I nodi contrattuali e le resistenze dei club
Il principale ostacolo a un eventuale ritorno di Conte sulla panchina della Nazionale riguarda il suo legame con il Napoli. Il club partenopeo non appare disposto a privarsi del proprio allenatore, ritenuto centrale nel progetto sportivo.
Situazione analoga per Allegri, sotto contratto con il Milan. Entrambi i tecnici, pur intrigati dall’ipotesi azzurra, sono vincolati a realtà che non intendono aprire a soluzioni anticipate.
La scelta definitiva dipenderà anche dai nuovi equilibri federali, con l’elezione del prossimo presidente FIGC destinata a orientare le strategie e le priorità tecniche.
Napoli vigile: possibili alternative
In casa Napoli, l’eventuale addio di Conte resta al momento solo un’ipotesi, ma la dirigenza monitora diversi profili per non farsi trovare impreparata.
Tra i nomi emersi nelle ultime settimane figurano Vincenzo Italiano e Raffaele Palladino, tecnici apprezzati per il loro approccio moderno e la capacità di valorizzare i giovani.
Si tratta di candidature che riflettono una possibile svolta progettuale, orientata a un calcio più dinamico e sostenibile nel medio periodo.
Le dichiarazioni e il clima attorno alla Nazionale
Nel pieno della crisi azzurra, l’ex presidente federale Gabriele Gravina aveva difeso pubblicamente Gattuso:
«Ho chiesto a Gattuso e Buffon di proseguire. I ragazzi hanno dato tutto, ma ora servono valutazioni», aveva dichiarato in conferenza stampa.

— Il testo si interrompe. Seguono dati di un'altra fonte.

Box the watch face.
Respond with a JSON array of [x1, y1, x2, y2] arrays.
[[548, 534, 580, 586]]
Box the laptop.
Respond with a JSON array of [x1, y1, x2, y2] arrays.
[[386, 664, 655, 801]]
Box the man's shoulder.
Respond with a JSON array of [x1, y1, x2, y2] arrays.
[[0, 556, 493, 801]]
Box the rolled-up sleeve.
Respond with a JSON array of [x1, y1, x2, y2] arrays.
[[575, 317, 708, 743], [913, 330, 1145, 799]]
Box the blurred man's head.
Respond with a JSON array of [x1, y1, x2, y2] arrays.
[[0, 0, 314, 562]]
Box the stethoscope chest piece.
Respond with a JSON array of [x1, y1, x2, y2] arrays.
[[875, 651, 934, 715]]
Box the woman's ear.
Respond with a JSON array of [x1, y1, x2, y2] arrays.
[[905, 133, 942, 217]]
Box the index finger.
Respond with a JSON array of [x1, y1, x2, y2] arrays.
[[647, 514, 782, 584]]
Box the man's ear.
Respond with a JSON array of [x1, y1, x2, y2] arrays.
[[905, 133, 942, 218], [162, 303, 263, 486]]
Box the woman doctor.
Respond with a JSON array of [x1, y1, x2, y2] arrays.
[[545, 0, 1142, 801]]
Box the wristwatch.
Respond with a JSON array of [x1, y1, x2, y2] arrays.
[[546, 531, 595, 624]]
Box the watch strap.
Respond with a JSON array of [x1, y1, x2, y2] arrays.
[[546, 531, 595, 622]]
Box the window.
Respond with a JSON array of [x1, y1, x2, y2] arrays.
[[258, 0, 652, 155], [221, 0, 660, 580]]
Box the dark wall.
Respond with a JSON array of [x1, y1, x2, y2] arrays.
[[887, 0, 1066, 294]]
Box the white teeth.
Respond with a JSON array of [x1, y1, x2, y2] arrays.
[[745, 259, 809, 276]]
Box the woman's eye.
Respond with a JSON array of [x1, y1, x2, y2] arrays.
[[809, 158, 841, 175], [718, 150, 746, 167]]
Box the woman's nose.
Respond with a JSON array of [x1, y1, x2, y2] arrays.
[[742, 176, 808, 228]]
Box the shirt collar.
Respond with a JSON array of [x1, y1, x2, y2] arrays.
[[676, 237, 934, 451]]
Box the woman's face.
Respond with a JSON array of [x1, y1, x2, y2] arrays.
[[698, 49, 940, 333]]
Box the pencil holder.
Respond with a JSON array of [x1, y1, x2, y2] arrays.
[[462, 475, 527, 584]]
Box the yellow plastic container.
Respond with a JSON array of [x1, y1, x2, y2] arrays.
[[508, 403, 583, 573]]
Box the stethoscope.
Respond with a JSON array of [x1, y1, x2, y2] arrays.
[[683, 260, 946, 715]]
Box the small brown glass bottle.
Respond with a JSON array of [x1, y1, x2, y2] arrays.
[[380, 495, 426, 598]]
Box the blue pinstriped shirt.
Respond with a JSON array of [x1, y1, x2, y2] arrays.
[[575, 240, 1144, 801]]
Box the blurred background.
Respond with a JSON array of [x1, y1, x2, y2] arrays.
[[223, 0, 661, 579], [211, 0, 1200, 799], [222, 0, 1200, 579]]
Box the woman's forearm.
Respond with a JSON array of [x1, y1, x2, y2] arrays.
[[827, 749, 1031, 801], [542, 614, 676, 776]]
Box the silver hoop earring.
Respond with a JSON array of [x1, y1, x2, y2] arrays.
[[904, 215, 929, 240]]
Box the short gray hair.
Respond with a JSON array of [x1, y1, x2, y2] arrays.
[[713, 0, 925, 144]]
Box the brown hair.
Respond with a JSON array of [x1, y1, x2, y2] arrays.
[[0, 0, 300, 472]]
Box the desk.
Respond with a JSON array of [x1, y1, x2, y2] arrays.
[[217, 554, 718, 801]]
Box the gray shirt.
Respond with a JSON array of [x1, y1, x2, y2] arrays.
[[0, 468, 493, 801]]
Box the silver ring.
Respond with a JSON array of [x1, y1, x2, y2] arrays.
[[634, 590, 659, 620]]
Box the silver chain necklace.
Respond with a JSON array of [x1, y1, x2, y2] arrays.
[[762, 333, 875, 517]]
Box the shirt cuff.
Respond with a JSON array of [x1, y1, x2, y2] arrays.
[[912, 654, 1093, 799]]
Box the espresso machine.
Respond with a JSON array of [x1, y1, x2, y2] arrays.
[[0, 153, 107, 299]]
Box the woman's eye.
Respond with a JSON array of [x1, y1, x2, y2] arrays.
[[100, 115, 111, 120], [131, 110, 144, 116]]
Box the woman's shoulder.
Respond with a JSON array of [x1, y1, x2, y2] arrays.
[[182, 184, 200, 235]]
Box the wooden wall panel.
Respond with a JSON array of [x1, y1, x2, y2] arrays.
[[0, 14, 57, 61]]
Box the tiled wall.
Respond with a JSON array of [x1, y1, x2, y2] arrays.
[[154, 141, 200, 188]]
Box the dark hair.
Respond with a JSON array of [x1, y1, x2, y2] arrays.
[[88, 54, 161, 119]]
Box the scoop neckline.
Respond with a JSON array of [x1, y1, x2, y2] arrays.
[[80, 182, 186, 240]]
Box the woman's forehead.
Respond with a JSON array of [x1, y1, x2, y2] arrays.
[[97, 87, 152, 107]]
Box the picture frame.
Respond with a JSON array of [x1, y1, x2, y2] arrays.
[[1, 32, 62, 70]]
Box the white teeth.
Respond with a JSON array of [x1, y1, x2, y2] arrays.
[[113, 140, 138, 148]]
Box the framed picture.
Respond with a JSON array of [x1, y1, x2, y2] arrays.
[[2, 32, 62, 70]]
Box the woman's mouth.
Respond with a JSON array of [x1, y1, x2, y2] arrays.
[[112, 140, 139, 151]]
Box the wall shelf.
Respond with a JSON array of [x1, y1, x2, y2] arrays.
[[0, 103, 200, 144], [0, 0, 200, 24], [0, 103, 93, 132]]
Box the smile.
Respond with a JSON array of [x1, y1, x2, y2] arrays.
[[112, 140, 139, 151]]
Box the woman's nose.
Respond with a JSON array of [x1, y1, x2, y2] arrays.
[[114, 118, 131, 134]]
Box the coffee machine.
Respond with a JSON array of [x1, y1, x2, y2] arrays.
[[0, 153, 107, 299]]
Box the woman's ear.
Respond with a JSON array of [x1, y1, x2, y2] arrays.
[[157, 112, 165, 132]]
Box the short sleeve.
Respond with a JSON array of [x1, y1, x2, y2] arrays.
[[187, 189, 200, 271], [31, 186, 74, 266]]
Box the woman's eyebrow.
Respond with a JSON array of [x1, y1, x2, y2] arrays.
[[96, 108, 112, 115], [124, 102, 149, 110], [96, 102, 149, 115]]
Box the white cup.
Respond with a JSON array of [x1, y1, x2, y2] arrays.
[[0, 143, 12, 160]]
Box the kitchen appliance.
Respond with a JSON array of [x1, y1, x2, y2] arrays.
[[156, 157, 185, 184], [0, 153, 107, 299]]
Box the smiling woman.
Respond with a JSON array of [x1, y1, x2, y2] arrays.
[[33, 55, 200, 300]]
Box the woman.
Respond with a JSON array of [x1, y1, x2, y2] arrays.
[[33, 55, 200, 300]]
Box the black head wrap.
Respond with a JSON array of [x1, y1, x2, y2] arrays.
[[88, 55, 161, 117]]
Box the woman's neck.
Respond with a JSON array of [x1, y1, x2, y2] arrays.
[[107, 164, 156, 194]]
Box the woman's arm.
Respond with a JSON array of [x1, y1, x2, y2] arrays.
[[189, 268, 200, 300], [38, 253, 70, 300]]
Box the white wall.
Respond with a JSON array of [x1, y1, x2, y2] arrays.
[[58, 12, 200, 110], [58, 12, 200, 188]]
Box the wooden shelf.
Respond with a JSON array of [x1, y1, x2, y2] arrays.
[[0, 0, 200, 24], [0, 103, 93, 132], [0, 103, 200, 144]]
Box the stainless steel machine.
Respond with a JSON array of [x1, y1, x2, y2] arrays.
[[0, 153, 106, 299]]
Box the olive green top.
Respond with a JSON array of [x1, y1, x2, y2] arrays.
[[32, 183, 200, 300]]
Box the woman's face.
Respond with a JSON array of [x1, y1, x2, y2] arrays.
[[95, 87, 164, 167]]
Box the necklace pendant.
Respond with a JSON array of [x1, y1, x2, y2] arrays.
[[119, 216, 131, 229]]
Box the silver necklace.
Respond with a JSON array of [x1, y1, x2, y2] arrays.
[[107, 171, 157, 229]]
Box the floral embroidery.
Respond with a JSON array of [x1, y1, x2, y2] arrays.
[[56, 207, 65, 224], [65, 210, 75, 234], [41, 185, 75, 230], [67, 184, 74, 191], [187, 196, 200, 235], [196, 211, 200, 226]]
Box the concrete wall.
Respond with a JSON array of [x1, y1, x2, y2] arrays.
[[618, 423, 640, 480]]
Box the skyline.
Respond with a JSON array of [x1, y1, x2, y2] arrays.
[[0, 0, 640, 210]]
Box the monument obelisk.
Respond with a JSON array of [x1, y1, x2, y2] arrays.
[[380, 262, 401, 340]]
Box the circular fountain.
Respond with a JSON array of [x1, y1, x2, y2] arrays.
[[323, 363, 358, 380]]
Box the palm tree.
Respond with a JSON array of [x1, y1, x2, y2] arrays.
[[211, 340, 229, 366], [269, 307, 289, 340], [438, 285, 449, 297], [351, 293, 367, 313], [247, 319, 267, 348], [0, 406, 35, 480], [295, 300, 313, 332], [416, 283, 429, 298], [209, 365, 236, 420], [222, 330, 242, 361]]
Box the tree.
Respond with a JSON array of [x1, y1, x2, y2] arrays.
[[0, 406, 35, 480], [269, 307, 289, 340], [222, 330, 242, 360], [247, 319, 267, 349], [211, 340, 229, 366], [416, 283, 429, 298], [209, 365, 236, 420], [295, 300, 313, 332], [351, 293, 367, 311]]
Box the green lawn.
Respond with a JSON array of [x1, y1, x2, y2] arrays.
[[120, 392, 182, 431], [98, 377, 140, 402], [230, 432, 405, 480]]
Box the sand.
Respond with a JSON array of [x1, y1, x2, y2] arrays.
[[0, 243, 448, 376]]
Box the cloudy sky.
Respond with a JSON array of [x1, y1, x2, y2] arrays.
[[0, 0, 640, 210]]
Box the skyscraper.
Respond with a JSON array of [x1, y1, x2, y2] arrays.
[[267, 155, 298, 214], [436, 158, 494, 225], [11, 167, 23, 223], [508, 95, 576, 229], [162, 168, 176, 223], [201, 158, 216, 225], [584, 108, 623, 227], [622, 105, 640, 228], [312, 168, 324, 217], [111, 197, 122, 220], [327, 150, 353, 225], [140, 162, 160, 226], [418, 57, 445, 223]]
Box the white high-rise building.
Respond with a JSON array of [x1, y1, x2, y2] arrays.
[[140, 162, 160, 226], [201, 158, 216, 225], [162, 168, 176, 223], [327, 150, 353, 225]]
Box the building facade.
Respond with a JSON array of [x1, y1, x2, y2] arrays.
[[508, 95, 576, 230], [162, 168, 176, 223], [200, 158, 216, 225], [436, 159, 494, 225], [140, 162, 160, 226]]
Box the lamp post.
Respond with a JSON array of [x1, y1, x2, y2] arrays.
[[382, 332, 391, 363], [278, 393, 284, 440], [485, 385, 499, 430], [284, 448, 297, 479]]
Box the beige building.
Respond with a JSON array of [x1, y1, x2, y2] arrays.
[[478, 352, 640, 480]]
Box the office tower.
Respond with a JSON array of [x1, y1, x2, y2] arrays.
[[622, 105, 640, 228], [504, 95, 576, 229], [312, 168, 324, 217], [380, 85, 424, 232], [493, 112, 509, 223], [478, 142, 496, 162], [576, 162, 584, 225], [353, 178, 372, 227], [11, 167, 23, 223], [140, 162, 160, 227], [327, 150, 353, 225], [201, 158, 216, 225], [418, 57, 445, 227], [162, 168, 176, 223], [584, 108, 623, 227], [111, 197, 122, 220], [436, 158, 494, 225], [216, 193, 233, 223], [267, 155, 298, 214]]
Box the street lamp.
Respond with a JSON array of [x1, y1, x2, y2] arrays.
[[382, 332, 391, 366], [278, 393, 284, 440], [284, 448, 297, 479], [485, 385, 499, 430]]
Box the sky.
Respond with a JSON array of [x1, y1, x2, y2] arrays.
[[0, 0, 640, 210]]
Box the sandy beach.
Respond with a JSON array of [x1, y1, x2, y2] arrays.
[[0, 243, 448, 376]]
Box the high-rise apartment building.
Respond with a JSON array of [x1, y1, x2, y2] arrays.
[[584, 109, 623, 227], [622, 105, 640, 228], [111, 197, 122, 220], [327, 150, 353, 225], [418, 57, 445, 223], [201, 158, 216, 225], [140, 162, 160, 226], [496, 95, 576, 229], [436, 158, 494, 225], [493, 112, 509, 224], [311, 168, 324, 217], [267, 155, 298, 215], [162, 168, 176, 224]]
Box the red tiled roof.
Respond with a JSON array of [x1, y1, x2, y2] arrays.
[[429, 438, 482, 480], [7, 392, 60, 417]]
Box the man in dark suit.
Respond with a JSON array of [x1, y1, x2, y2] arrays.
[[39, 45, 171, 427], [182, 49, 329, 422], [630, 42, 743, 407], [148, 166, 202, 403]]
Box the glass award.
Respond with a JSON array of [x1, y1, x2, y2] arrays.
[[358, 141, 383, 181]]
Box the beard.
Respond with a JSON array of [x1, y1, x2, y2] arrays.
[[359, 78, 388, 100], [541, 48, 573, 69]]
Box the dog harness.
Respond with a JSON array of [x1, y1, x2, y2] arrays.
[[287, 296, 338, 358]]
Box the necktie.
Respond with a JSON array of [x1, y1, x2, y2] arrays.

Parole che però non hanno fermato il processo di rinnovamento, ormai inevitabile dopo i recenti risultati deludenti.
Un equilibrio ancora fragile
Il destino di Conte resta quindi sospeso tra continuità e possibile cambiamento. Il Napoli punta a consolidare il proprio ciclo, mentre la Nazionale cerca una guida autorevole per ripartire.
Molto dipenderà dalle decisioni istituzionali e dalla volontà dei protagonisti coinvolti. Al momento, ogni scenario resta aperto.